Она постелила ему за шкафом, на задней стенке которого был огромный лист календаря за октябрь. Ему показалось, что с календаря на него смотрит Марина.
Он включил бра над раскладушкой. На календаре были «Подсолнухи» Ван Гога. Крайний справа с поникшей головой был явно вопреки желтой радости, но Алексей был сейчас далек от грубых параллелей. Мысль его была тоже не из тонких, но язвила изощренно. В доме Марины на холодильнике стоял огромный фальшивый подсолнух. Такой же подсолнух был в его родительском доме. И он тоже стоял на холодильнике. Модный признак семидесятых. Вспомнился какой-то известный фильм: там на грузовичке с грудой мебели едет девочка, держа в руках такой же подсолнух. В ее очках бликует желтый цвет как цвет надежды. Вангоговские подсолнухи, в сущности, не бликуют, не зажигают желтым огнем, они настроены весьма индифферентно, смотрят на тебя семечками глаз довольно равнодушно, все, кроме правого крайнего. Уже обреченного и принявшего судьбу.

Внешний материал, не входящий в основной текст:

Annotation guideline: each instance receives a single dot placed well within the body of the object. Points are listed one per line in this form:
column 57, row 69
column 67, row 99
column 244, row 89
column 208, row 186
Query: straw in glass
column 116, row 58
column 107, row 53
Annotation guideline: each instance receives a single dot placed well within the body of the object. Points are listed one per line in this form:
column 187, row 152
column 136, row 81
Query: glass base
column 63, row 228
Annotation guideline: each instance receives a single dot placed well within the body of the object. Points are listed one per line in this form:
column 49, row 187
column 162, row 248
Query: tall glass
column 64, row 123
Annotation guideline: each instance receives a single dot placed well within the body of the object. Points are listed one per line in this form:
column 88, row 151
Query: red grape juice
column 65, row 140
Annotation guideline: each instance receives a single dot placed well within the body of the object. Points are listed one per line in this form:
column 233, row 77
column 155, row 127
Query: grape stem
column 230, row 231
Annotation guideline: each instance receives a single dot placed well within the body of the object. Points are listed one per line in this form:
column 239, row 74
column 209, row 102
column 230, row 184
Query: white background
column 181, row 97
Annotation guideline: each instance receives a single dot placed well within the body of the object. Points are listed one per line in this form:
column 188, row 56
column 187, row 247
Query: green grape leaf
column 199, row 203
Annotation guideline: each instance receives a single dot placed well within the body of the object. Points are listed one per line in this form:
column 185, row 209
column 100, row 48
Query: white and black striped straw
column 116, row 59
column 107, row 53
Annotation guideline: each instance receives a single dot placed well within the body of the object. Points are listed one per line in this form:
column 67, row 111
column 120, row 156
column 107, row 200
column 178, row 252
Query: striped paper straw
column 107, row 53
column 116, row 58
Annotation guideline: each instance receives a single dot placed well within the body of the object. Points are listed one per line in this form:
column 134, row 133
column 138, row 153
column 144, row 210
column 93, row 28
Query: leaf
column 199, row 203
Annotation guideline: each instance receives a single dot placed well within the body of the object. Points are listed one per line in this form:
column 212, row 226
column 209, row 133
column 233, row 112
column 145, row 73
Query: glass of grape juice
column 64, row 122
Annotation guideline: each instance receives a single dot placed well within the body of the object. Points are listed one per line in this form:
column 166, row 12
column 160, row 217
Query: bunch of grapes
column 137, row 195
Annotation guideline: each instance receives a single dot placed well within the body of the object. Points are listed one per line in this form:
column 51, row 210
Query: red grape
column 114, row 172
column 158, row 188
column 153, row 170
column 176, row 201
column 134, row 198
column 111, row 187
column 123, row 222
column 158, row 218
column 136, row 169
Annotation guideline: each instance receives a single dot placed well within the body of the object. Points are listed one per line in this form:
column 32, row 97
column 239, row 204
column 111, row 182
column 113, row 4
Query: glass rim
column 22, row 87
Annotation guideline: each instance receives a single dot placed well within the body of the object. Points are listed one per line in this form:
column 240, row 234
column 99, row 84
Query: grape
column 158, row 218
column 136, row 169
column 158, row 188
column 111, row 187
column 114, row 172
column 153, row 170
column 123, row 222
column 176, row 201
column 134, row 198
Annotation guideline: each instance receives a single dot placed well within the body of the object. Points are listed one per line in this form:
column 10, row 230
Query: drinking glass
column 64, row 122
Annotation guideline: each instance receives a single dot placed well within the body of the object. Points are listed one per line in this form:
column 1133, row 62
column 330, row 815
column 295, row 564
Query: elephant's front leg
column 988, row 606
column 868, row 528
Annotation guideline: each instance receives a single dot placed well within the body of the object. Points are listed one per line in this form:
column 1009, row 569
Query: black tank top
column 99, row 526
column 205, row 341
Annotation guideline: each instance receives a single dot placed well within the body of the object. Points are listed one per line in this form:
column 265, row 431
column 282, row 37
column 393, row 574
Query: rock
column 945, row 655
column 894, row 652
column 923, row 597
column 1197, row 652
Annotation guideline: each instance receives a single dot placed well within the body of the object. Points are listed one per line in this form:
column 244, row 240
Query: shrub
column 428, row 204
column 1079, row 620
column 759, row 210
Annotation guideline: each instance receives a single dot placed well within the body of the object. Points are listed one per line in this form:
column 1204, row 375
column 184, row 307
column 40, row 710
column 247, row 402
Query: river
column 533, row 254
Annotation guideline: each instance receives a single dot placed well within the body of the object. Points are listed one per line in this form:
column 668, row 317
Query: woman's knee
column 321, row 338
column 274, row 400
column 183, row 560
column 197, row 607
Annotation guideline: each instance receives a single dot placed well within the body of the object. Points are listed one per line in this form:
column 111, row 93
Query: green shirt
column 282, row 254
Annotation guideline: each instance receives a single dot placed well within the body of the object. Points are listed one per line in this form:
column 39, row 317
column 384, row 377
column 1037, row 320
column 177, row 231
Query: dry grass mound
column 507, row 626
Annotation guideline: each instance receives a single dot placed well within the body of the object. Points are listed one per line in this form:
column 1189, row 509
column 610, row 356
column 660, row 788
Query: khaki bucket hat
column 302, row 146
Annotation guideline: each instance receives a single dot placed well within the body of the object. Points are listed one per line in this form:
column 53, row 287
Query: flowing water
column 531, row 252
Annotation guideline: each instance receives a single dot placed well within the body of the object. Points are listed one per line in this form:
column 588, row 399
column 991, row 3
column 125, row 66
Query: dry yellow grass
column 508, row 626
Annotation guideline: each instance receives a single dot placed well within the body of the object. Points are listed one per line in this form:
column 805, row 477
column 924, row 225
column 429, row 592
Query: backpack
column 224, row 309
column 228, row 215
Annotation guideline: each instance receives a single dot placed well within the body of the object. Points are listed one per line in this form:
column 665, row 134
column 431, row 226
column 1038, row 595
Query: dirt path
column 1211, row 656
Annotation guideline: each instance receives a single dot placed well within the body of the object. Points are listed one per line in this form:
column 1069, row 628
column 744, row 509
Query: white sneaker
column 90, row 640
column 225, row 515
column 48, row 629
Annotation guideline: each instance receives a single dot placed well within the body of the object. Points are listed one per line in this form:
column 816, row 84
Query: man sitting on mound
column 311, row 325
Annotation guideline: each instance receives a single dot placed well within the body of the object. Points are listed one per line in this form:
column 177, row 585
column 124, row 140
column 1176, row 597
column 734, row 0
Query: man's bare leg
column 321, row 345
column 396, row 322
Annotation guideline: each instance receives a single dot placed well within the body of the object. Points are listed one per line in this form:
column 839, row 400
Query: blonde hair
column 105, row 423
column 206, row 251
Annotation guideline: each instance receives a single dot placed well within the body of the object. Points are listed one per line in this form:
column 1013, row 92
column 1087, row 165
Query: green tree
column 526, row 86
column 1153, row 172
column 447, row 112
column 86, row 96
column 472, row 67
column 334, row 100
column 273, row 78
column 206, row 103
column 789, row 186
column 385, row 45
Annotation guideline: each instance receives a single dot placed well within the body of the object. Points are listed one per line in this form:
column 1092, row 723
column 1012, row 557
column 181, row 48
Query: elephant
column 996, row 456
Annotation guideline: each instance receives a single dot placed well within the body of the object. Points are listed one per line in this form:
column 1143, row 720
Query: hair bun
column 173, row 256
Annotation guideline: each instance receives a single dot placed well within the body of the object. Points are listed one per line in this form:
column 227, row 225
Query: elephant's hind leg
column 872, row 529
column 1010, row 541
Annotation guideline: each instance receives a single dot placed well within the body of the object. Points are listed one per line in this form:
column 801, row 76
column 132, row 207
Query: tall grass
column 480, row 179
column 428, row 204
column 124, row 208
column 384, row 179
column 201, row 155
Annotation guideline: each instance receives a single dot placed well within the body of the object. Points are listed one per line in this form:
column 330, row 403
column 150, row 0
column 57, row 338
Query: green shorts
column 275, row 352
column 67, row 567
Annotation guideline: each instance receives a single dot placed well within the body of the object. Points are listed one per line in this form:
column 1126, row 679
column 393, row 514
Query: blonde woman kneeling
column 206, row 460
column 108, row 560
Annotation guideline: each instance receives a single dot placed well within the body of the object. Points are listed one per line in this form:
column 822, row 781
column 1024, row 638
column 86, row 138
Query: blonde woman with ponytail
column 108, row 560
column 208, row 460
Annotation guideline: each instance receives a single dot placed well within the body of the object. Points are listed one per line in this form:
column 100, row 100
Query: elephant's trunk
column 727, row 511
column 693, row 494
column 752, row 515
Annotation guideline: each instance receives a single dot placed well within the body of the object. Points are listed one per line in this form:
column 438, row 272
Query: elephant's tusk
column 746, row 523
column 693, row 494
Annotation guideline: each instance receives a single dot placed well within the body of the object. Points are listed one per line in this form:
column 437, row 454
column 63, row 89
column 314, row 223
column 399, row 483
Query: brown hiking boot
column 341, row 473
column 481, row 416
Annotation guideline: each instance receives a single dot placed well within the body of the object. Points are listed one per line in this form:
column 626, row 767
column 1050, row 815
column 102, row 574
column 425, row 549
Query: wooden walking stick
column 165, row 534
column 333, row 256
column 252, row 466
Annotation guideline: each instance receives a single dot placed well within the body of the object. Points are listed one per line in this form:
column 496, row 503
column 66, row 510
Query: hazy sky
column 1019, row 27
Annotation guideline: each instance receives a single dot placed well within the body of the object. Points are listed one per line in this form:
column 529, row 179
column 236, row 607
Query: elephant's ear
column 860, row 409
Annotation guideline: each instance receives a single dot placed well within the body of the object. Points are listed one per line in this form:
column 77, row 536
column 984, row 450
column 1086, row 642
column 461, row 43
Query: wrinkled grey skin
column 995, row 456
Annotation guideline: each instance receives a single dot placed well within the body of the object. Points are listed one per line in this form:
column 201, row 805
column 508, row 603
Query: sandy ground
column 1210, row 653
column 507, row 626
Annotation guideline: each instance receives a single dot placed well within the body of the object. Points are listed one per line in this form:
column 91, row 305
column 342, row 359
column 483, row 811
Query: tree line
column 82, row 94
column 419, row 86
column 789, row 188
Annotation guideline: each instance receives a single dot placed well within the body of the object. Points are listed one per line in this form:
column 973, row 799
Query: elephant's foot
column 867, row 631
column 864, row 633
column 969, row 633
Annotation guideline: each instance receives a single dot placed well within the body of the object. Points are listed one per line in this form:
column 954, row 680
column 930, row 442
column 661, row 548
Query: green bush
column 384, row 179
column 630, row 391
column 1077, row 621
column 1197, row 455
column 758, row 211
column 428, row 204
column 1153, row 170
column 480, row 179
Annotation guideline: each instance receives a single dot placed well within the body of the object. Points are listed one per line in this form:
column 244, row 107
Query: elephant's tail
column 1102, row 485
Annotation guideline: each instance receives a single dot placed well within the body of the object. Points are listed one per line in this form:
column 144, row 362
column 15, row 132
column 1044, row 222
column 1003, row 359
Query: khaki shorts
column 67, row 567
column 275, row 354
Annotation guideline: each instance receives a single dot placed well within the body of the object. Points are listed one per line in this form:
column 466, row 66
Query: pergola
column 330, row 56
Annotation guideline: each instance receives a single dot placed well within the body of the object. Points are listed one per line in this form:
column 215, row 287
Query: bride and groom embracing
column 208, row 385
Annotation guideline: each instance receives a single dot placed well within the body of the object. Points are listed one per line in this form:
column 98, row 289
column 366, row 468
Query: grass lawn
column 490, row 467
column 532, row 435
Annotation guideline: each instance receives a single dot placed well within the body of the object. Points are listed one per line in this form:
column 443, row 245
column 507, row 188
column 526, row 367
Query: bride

И тут пришла обида на Марину за то, что отторгла, высадила за чужой порог. Он встал и идет в коридор, где на тумбочке стоит самый старый из возможных телефонов. Он набирает номер. Глухо. Безответно. Что ему делать завтра? Куда идти? Что первее? Найти работу или найти квартиру? Первее регистрация. Нина Павловна обещала назвать его племянником, приехавшим в гости и ей, старой, в помощь. Говорила, что сработает, у нее там свои люди. Алексей старается думать об этом, повседневном и насущном. Думается плохо, ноет душа. Смешно, но так болела душа, когда начались бомбежки, а мама говорила: гром. Но разве можно это сравнивать! Он знает Марину от силы неделю. Но боль не поддается идентификации, она просто лижет сердце, царапает горло, щиплет глаза. «Я спятил от одиночества», - говорит он вслух. За шкафом по-старушечьи всхрапывает Нина Павловна. Эх вы, подсолнухи! Нет от вас радости. Подсолнечное масло - вот ваш удел.